In this talk I will open up three seams of discussion between CP and the architectures of fairs and markets more widely. In the first section I will sketch out some connections between (visionary) architecture and fairgrounds that were made during the 1960s. The Second takes up CP’s market stalls by looking at fairground rides; and the third on networks of mobility.

To give a little more detail, I will introduce a range of architectural interest in fairs from the mid 1960s, and detail some of the tensions that are overlooked in these initial interests in the image of the fair and fairground. Such interest came from a variety of directions, ranging from Archigram’s well-known but ‘fairly mindless’ reading of fairground and other technological imagery, to David Braithwaite’s 1968 Fairground Architecture (still the only book on the subject), to an AA Journal Special Issue on ‘Buildings for Pleasure and Leisure’ from 1964. The latter is interesting in the context of this symposium, less for the half dozen projects it contains than for the focus of John Smith’s ‘Introduction.’ Smith reports somewhat unusually on the ‘general problems of the increasing rate of free-time as such’ that the UK Parliament had debated two months previously.

I will then follow something of CP’s prompt (to the Supercrit organisers): ‘What is useful about it now, for you?’ With half an eye on CP’s Market Stalls in the exhibition, I will look more closely at the practices of fairs, particularly as these are legible in small objects, such as rides and attractions. Fairground rides tell stories, twice over: most obviously and directly in the ride’s decoration, but they also tell a peripheral story of change over time, adaptation and animation, light-touch installation and levelling; in other words, a story about their mobility as objects and about the agency of their operators, and how this engenders interactions with the immediate world in a minor architecture of chocks, blocks and improvised tie-backs.

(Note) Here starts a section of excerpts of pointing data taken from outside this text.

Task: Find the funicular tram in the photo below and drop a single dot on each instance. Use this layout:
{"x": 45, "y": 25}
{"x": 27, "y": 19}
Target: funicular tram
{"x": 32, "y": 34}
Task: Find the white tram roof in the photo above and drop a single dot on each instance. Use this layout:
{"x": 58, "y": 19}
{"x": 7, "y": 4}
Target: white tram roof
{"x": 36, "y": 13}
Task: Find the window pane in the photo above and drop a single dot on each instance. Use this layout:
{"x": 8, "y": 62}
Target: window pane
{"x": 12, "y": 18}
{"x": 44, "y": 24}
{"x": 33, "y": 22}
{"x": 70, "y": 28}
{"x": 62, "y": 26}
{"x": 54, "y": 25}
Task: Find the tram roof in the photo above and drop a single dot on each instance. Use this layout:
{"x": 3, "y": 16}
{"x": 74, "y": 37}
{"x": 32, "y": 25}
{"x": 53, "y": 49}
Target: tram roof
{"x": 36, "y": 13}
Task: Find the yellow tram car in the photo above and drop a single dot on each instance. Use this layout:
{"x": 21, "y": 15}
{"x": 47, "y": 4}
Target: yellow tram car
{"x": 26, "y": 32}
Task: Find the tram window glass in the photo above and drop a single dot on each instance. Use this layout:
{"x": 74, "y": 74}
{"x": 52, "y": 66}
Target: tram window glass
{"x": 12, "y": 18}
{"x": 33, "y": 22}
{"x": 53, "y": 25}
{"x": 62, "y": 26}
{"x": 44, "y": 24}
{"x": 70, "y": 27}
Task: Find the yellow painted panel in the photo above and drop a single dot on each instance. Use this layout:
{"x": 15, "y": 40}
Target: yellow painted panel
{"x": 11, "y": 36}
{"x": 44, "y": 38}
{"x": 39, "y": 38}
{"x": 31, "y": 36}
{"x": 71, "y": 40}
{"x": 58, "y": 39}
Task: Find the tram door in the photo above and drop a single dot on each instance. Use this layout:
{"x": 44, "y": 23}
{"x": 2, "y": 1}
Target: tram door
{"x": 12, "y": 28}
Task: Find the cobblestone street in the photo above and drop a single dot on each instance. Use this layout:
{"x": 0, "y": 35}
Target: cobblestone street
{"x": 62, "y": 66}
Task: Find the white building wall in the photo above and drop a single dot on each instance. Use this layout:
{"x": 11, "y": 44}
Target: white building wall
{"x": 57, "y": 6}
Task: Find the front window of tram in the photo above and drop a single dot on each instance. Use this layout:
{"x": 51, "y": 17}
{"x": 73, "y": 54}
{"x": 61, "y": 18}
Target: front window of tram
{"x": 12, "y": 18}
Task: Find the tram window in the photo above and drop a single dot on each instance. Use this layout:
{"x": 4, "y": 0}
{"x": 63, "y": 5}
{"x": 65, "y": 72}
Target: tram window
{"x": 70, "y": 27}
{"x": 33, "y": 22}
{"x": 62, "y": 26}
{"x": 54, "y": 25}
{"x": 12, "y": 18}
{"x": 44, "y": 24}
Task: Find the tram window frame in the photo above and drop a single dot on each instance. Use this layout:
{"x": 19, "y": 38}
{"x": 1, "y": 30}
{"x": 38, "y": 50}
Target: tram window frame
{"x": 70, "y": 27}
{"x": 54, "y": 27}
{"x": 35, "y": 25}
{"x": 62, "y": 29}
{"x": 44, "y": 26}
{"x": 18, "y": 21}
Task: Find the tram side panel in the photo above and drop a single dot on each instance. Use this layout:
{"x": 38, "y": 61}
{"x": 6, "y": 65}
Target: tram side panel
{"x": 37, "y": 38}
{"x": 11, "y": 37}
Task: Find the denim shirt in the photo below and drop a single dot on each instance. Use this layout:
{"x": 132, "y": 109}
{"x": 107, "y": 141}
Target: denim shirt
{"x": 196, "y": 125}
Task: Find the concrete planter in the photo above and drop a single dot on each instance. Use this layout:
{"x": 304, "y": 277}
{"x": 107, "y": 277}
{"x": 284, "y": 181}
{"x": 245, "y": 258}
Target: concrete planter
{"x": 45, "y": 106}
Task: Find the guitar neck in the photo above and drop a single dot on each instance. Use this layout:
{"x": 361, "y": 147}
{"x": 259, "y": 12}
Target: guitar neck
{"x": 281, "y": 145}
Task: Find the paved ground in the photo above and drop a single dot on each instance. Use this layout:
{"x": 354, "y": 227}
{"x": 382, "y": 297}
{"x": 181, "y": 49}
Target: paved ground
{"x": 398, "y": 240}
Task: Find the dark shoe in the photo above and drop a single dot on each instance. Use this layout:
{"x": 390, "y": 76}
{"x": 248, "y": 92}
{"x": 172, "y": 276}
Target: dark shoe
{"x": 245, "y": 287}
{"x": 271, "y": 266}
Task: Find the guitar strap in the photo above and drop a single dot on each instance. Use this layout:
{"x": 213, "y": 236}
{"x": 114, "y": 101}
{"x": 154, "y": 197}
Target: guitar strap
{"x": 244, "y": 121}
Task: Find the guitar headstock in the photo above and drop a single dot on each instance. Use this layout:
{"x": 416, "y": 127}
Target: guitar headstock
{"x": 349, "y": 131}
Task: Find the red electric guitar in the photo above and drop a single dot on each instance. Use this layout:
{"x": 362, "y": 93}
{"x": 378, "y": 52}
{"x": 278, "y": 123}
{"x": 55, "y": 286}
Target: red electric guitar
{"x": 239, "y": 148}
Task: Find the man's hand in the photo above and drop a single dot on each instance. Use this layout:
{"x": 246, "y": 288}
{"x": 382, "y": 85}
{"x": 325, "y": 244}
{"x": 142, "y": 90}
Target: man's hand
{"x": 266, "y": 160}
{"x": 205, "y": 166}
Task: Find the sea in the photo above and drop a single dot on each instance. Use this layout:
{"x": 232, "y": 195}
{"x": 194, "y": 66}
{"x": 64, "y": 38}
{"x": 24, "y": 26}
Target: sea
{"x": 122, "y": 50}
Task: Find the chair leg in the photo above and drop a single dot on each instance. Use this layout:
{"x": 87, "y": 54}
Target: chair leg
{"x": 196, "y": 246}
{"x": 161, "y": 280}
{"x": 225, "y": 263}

In the final section, I will zoom out from the mobile object and consider less visible aspects of fairs. Again, I’m mindful of CP’s willingness to critique his own back-catalogue: ‘A lot of it [PTb] is useless… but the mobility, the community change, the reuse of land and the whole attitude to communications’ promises ‘real value.’ Direct material work on market stalls must be read within a larger network of control or enabling. (Owen’s Book of Fairs is put into relief when read alongside his Book of Roads, both first published in the 1770s.) Lessons from the fair remind us that these are actually very regulated, despite the appearance of fun and mobility. But there’s a further tension here with CP’s anti-establishment, anti-identity critique, along with claims that ‘[e]ntrepreneurial instinct will rapidly satisfy demands for greater flexibility,’ that has with hindsight been recognised as almost libertarian deregulation (think Canary Wharf and FreePorts). While ‘regeneration’ in large scale post-industrial landscapes like Stoke has introduced a very different version of flexibility, we have also arguably moved away from an excess of free-time (that never materialised) to a post-crash, post-covid excess of unused city-centre space that might respond to a different aspect of the PTb, one that points towards degrowth: there’s something in the non-Plan and non-section of CP’s direct critique that can perhaps be taken up in the idea of the event as an alternate generator.